I have 3 of them and no hot spots


----------



## stonestone (Oct 20, 2012)

i get more coverage flipping them. twice the number of lamps with a small electric bill.
the sun moves around in the sky and behind clouds.. as long as the room is lit for 12 hours/dark for 12 plants won't get confused.. 
it is hard on bulbs and ballasts true...


----------



## stonestone (Oct 20, 2012)

anyone know the ideal amount of cfm?


----------



## OGEvilgenius (Oct 21, 2012)

I have a cheapy 15 dollar honeywell like your 3rd choice.

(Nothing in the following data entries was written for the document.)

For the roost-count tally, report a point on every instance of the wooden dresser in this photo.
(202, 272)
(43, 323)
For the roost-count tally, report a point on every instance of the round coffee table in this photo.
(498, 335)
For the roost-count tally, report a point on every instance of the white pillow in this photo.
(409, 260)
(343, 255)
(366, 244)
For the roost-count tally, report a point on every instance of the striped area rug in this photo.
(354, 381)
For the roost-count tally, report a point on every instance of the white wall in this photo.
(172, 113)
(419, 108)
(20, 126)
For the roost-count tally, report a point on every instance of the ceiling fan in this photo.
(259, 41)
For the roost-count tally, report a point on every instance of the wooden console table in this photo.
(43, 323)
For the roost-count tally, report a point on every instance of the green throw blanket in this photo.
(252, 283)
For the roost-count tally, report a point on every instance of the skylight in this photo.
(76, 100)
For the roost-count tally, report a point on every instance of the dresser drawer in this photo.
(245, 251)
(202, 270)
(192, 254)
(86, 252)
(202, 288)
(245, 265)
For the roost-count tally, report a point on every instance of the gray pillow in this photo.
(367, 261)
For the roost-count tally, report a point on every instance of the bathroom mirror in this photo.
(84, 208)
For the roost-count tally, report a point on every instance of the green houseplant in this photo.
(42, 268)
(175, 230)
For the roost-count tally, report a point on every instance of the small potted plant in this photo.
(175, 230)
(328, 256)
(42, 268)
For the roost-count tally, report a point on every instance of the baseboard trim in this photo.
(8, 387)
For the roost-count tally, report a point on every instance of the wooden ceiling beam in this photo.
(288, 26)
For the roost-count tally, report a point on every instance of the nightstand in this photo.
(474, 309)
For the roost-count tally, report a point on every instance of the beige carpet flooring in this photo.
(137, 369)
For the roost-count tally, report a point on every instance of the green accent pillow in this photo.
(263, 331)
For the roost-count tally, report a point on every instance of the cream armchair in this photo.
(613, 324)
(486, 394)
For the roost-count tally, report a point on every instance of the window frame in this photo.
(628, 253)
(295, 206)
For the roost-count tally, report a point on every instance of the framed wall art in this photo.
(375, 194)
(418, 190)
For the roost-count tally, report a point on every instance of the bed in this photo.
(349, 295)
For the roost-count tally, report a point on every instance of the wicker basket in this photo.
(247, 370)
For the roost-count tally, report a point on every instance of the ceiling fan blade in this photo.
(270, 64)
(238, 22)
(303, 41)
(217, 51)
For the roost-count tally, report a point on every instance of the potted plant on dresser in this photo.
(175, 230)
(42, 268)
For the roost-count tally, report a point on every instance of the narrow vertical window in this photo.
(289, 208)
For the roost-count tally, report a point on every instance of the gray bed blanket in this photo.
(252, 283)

I also have one bulb without a fan at all (also looking for another, but wanted to test) - doesn't seem necessary if you're exchanging your room's air constantly. 

Go with the 3rd option.


----------



## smoke and coke (Oct 21, 2012)

your link for the stanley blower is wrong. i have a stanley blower i use for an exhaust. you dont need a huge fan to blow up at the bulb. go with the small 10" a long as it can be turned to blow straight up.

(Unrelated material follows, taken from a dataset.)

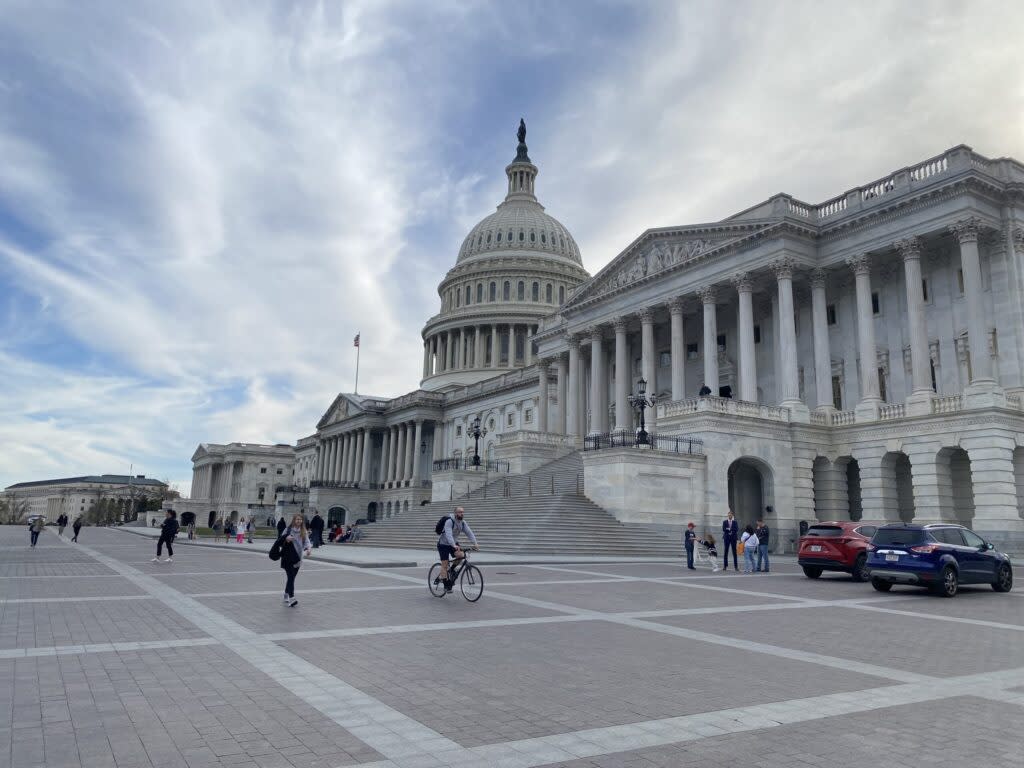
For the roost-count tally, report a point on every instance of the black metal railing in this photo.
(672, 443)
(466, 462)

this is not my pic but i did try it and it qorked great. it does blow the heat away from the bulb and the plants, but it also warms the whole room where a cool tube would just take the heat staright out.


----------



## wawa007 (Oct 23, 2012)

stonestone said:


> anyone know the ideal amount of cfm?


hehee whats up bro i c by the homedepot site that ur store is in berlin heheheh im from new britain it's nice to c someone from around me  neways u ask about cfm wright , idk how big ur grow space is but this is how u count cubic feet , u taking width times length times height so lets sey the width is 6 feet ur length is 8 feet and the height of the room is 8 feet so 6x8x8=384 cf and now u wanna know how fast u wanna move the air , lets say 5 min do u divide ur cf by 5 ... 384:5=76.8 cfm and that's how big of the fan u want but in case of vertic i would calculate the cubic feet of my grow and move that much air a minute because u don't want no heat build up in ur vertic at all  , I start building my own vertic but my light's r cool tube so i,m going to vent the heat out straight from them so my room stay cool ... good luck to u man


----------



## Clown Baby (Oct 25, 2012)

stonestone said:


> the lamps are one a flip flop box on for one hour off for one hour to avoid hott spots.
> ?


This is going to ruin your bulbs.


----------



## iadburner (Jan 5, 2013)

wawa007 said:


> hehee whats up bro i c by the homedepot site that ur store is in berlin heheheh im from new britain it's nice to c someone from around me  neways u ask about cfm wright , idk how big ur grow space is but this is how u count cubic feet , u taking width times length times height so lets sey the width is 6 feet ur length is 8 feet and the height of the room is 8 feet so 6x8x8=384 cf and now u wanna know how fast u wanna move the air , lets say 5 min do u divide ur cf by 5 ... 384:5=76.8 cfm and that's how big of the fan u want but in case of vertic i would calculate the cubic feet of my grow and move that much air a minute because u don't want no heat build up in ur vertic at all  , I start building my own vertic but my light's r cool tube so i,m going to vent the heat out straight from them so my room stay cool ... good luck to u man


Umm... I think that's just your local store. The site shows my local store as well...


----------



## Nizza (Jan 6, 2013)

Calculating Fan Requirements


----------



## legallyflying (Jan 6, 2013)

I used a honeywell and it worked pretty good. I would NOT get that big stainless fan, that is going to dehydrate and beat the hell out of the leaves. Another member that kills it on a regular bassis uses simply wall mart box fans set up on some wooden blocks. Really liked that idea. Not sure if he is using standard box fans which are about 2 x 2 or the smaller "RV" box fans.


----------